Distraction itself punishes the one who is devoted to it. With time everything bores him; and he as one who has not acquired any sound understandings and fundamental impressions whatsoever is given up to a tormenting endless despondency. As much as distraction is harmful in general, it is especially harmful in the work of God and the work of salvation, which requires constant and intense vigilance and attention. “Watch and pray lest you enter into misfortune,” says the Saviour to his disciples (Matthew 26:41). “I say to all watch,” (Mark 13:21, the Saviour said to all Christianity, and therefore, he said it to us in this time.
He, who is leading a distracted life is directly contradicting the commandments of the Lord Jesus Christ with his life. All of the saints diligently fled from distraction. Constantly or at least as often as possible they were concentrated in themselves. They paid attention to the movements of the mind and heart and they directed them according to the testament of the gospel. The habit of attending to oneself keeps one from distraction, even amongst distractions which is noisy and surrounding one on all sides. The attentive person abides in solitude, even amidst a multitude of people. A certain great father who had learned by experience the benefit of attention and the harm of distraction said that without intense watchfulness over himself it is impossible to succeed in even one virtue….
The works of God, obviously, ought to be learned and examined with the greatest reverence and attention. Otherwise a person can neither examine them nor know them. The great work of God, the creation of man, and then after his fall, his restoration by redemption, ought to be well known to every Christian. Without this knowledge one cannot know and fulfil the obligations of a Christian; but the knowledge of this great work of God cannot be acquired with distraction.
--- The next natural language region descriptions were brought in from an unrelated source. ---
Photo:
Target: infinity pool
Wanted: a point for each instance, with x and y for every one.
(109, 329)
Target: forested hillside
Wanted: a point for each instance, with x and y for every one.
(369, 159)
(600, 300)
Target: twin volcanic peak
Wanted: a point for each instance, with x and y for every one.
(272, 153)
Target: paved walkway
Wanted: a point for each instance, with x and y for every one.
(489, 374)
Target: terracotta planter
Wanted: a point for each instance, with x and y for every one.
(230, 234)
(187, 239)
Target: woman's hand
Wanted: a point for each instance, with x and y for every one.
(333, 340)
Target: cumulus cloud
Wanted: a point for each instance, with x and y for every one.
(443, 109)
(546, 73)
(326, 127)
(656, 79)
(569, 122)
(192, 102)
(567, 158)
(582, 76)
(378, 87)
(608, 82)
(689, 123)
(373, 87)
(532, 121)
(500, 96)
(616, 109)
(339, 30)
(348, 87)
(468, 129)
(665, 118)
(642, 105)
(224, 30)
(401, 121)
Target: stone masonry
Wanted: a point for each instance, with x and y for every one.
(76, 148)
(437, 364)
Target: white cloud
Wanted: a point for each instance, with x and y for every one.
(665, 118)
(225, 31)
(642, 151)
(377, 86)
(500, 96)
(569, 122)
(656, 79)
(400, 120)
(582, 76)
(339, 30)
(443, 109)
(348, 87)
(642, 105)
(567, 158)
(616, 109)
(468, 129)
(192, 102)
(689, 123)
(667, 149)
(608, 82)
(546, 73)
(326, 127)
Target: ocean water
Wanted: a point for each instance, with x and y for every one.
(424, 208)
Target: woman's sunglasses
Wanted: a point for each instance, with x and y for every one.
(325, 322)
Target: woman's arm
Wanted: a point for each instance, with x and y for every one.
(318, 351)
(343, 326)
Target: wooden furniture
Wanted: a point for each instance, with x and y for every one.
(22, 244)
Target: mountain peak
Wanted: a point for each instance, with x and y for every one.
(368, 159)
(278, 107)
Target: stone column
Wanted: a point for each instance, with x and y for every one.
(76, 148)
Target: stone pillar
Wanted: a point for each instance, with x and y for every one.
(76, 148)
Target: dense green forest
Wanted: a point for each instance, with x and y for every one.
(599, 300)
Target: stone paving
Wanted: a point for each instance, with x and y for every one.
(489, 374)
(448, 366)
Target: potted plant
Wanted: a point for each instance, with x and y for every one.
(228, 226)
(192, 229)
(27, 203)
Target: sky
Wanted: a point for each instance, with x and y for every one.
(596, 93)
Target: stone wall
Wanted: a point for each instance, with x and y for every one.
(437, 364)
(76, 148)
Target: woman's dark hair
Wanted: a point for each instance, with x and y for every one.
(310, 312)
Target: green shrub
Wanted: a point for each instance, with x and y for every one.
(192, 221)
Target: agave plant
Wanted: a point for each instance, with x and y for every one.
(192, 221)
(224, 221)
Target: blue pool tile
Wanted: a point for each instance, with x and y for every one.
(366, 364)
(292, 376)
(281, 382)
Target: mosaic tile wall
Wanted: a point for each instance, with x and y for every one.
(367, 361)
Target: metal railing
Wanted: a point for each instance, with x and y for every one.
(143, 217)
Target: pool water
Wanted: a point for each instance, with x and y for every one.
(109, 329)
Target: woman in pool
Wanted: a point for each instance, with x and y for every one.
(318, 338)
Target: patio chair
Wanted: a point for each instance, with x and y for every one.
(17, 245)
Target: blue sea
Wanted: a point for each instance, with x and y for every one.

The commandments of Christ are given not only to the outer man but even more to the inner man. They embrace all of the thoughts and feelings of man, all of his most subtle movements. To keep these commandments is impossible without constant vigilance and deep attention. Vigilance and attention are impossible with a distracted life. Sin and the devil who arms himself with sin subtly creep into the mind and the heart. A person must constantly be on the watch against his invisible enemies. How can he be on this watch when he is given over to distraction?
The distracted person is like a house without doors or gates. No treasure whatsoever can be kept in such a house. It is open for thieves, robbers, and harlots. The distracted life, completely full of earthly cares, gains for a person heaviness just as gluttony and surfeiting do (cf. Luke 21: 34). Such a person is attached to the earth. He is occupied with only the temporary and vain. The service of God becomes for the distracted person an irrelevant subject. The very thought about this service is something for him wild, full of darkness, and unbearably heavy….
Distraction is nourished by the unceasing effect of the bodily senses. In vain do distracted people ascribe innocence to the distracted life. With this they are unmasking the evil quality of the illness which has seized them. Their illness is so great and has so dulled the feelings of the soul, that the soul, which is sick with this disease, does not even feel its unfortunate condition.
Those who wish to learn attentiveness must forbid themselves all vain occupations. The fulfilling of one’s personal and social obligations does not enter into the formation of distraction. Distraction is always united with idleness or with occupations that are so empty that they can be undoubtedly ascribed to idleness. A beneficial occupation, especially an occupation which is one of service, and which is joined with responsibility, does not hinder one in preserving attentiveness to oneself. Rather it guides one to such attentiveness. All the more do monastic obediences lead one to attentiveness when they are fulfilled in the due manner.
Being active is the essential path to vigilance over oneself. This path is prescribed by the Holy Fathers for all persons who wish to learn attentiveness to themselves. Attentiveness to oneself ‘in deep solitude brings forth precious spiritual fruits; but for this only people of mature spiritual stature are capable, who have advanced in the struggle of piety, and who first learned attentiveness in the active life. In the active life people help a person acquire attentiveness as they remind him of violations of attentiveness. Being in a subordinate position is the best means of learning attention. No one teaches a person to attend to himself as much as his strict and prudent superior. During your occupations of service amidst people, do not allow yourself to slay time in empty conversations and foolish jokes. In your solitary occupations, forbid yourself daydreaming and soon your conscience will become sharpened and will begin to point out to you every deviation into distraction as a violation of the law of the gospel and even as a violation of good sense. Amen.